Resistance to Syria Action in the British Parliament
MPs had been due to vote on whether the UK should launch an attack against President Bashar al-Assad’s regime.
But David Cameron was forced to back down after Labour said it wanted to wait for UN inspectors to report first.
Mr Cameron was not confident of gaining the backing of MPs for military action without Labour’s support, as a number of Tory and Lib Dem MPs were expected to rebel.
Labour leader Ed Miliband has said he wants to see more evidence President Assad’s regime carried out the chemical attack and does not want the UK to be pushed into action by an “artificial” timetable.
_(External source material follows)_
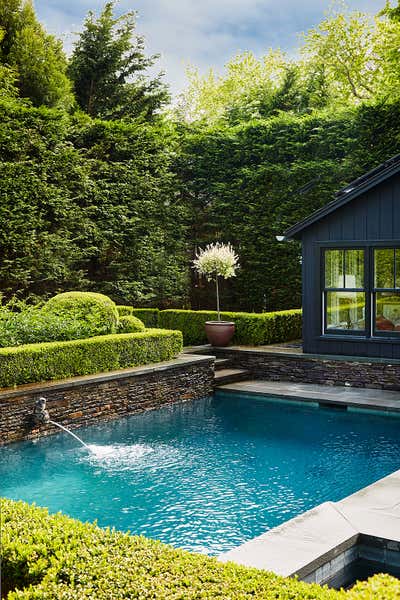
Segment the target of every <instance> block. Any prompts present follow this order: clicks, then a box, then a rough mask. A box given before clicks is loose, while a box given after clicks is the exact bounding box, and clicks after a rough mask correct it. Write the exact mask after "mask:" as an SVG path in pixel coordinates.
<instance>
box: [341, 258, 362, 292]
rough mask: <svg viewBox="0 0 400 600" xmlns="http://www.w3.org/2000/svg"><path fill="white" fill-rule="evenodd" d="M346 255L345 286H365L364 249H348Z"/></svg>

The man has a point, I have to say.
Mr Milband has said he wants to “learn the lessons of Iraq” by giving UN weapons inspectors time to present the evidence.
In general, the politics of the situation in the UK are quite interesting:
[Milband] has yet to decide whether Labour will back the government’s motion paving the way for military action if his party’s motion is voted down, raising the prospect of a damaging defeat for Mr Cameron.
BBC Political Editor Nick Robinson said it was “without modern precedent for a prime minister to lose control of his foreign policy, let alone decisions about peace and war”.
But Foreign Secretary William Hague said the government was keen to proceed “on a consensual basis” and the prime minister recognised “the deep concerns in this country over what happened over Iraq”.